On Terrorist Attack Anniversary, Australian Rugby Club Refuses Defeat

It is another grim milestone today: the anniversary of the Islamist bomb attacks in Bali, Indonesia, seven years ago. Two-hundred-and-two people died, among them, 88 Australians. Although the Oct. 12, 2002, attack was thousands of miles from Australian soil, Aussies think of it as their own 9/11.

Among the victims were six members of a small-town amateur rugby club from Coogee Beach, south of Sydney. Since that tragic day, the club has become famous for its refusal to be defeated by the terrorist act.

The Dolphins lost a quarter of their entire team in the infamous attack on the Sari nightclub in Bali. Eleven teammates had flown to the holiday island that very day to celebrate the end of their season. Only five came home alive.

Erik de Haart said he will never forget the frantic, awful night he spent searching for the bodies of his friends. De Haart and four others had gone back to their hotel early, leaving their six teammates to keep on carousing at the Sari Club, which was heaving with young people, mostly Westerners. At 10:45 p.m., the bombs went off.

De Haart said he rushed to the club and spent the next five hours pulling out bodies from the smoldering ruins, although he recognized no one he knew.
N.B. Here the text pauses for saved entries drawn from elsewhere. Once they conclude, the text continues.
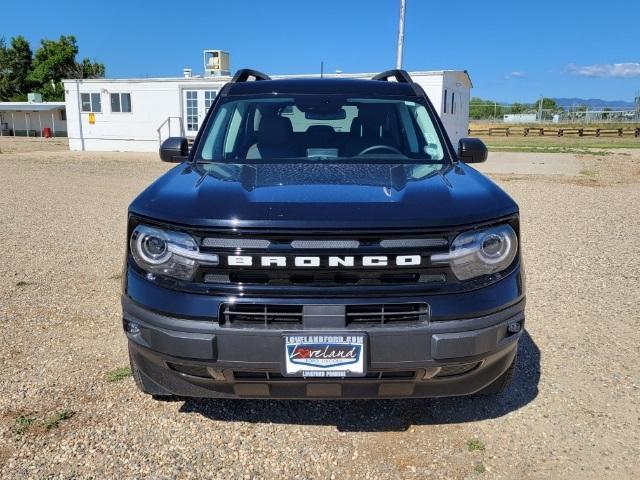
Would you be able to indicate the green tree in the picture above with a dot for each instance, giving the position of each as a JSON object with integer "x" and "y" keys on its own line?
{"x": 15, "y": 65}
{"x": 56, "y": 60}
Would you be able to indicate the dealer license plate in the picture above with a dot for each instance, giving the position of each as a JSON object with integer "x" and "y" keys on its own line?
{"x": 324, "y": 355}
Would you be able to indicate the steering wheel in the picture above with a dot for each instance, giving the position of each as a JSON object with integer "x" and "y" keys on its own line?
{"x": 377, "y": 147}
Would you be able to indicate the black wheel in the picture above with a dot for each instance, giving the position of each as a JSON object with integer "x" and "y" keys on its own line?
{"x": 501, "y": 383}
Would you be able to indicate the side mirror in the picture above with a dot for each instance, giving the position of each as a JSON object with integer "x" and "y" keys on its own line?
{"x": 472, "y": 150}
{"x": 174, "y": 150}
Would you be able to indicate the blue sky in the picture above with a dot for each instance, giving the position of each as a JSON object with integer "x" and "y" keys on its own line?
{"x": 514, "y": 51}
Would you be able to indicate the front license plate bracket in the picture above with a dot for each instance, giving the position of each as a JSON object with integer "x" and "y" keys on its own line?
{"x": 324, "y": 355}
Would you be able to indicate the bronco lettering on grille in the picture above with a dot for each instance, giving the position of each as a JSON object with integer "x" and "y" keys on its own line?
{"x": 330, "y": 261}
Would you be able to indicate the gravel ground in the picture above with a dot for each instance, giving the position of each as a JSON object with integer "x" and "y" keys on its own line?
{"x": 573, "y": 411}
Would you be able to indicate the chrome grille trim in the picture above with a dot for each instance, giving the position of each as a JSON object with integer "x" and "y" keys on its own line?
{"x": 318, "y": 244}
{"x": 235, "y": 242}
{"x": 414, "y": 242}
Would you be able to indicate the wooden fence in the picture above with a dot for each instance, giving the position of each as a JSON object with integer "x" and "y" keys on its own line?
{"x": 555, "y": 132}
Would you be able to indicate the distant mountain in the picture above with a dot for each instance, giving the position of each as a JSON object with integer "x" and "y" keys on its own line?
{"x": 593, "y": 103}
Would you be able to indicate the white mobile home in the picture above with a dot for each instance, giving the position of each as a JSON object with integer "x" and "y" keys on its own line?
{"x": 138, "y": 114}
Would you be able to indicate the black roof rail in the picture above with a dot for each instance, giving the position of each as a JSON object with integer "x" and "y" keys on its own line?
{"x": 244, "y": 74}
{"x": 401, "y": 76}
He spent another six hours, he said, searching for his mates in the hopelessly overcrowded hospital, which was like a charnel house.
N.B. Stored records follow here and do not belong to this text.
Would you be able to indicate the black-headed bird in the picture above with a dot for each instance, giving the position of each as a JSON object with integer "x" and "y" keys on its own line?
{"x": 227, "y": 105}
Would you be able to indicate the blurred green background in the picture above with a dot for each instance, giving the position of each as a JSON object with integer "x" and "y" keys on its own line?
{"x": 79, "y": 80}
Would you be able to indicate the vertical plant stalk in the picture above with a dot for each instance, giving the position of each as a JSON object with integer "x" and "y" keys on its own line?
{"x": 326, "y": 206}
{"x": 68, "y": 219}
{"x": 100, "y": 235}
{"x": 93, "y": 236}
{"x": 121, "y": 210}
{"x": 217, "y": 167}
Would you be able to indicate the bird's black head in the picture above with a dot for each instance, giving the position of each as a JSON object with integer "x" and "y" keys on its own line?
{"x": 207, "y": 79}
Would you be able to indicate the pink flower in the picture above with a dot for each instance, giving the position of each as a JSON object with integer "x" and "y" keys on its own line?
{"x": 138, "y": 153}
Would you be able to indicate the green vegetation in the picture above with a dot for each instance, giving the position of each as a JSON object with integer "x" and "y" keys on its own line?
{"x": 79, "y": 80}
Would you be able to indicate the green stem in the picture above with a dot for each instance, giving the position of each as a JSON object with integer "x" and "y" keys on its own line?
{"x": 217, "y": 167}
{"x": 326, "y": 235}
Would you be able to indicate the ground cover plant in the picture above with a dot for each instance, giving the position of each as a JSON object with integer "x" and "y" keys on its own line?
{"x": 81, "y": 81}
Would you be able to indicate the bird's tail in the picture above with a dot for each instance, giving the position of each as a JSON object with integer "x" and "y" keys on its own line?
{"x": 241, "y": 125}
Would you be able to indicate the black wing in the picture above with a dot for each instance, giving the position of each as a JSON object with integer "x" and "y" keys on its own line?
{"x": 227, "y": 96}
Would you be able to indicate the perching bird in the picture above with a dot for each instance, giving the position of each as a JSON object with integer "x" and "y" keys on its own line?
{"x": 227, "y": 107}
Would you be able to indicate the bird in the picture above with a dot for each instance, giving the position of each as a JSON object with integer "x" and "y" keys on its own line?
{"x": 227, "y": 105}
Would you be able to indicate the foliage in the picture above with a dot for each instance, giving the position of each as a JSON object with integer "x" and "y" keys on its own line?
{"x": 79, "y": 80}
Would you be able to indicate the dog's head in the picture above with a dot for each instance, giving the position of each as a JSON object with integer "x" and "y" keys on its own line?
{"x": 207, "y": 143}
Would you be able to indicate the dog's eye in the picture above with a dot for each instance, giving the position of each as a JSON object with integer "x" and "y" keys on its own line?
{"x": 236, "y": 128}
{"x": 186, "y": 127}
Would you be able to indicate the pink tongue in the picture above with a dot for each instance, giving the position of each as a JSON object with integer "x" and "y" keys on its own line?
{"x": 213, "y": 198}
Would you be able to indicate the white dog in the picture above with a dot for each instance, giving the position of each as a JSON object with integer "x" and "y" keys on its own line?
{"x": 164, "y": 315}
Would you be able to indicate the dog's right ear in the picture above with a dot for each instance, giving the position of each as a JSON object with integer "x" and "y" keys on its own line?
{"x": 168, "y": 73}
By about 11 a.m., de Haart and the four surviving Dolphins had found the bodies of five of their six missing teammates, in the hospital and the makeshift morgue. "We noticed them first because one of the boys, Clint Thompson, had a tattoo on his arm and that helped us identify him," de Haart said, his eyes welling up.

"They look different in death. You look at them, and no matter how long you knew them, you just didn't recognize them. The bombing had an effect like the hair is blown backward like that."

Rugby Club Gets Back on its Feet but Never Forgets

The body of the sixth, Gerard Yeo, was so badly mutilated that he could only be identified through DNA testing.

"It probably took me six months to get the smell of burnt flesh out of my nose," De Haart said. "I could smell it for ages. After I got back to Australia, I probably couldn't sleep past 12, 1 o'clock in the morning because I just ... the images were that bad. '

The entire town of Coogee -- a close-knit beach community -- came to the memorial service Oct. 21 on Dolphins Point, a stunning, grass-covered bluff overlooking the town's perfect, crescent-shaped beach. Six rugby jerseys, belonging to the six fallen Dolphins, were the centerpiece of the service.

Asked to speak, de Haart told the mourners that their beloved local rugby club was "going to need all your help and support, because there are truly going to be some bad days."

That memorial service is repeated Oct. 12 on the same beautiful spot every year. There is now a permanent headstone engraved with the names of the dead, with a picture of each achingly young, smiling face next to each name: Shane Foley, Adam Howard, Josh Iliffe, Dave Mavroudis, Clint Thompson, Gerard Yeo.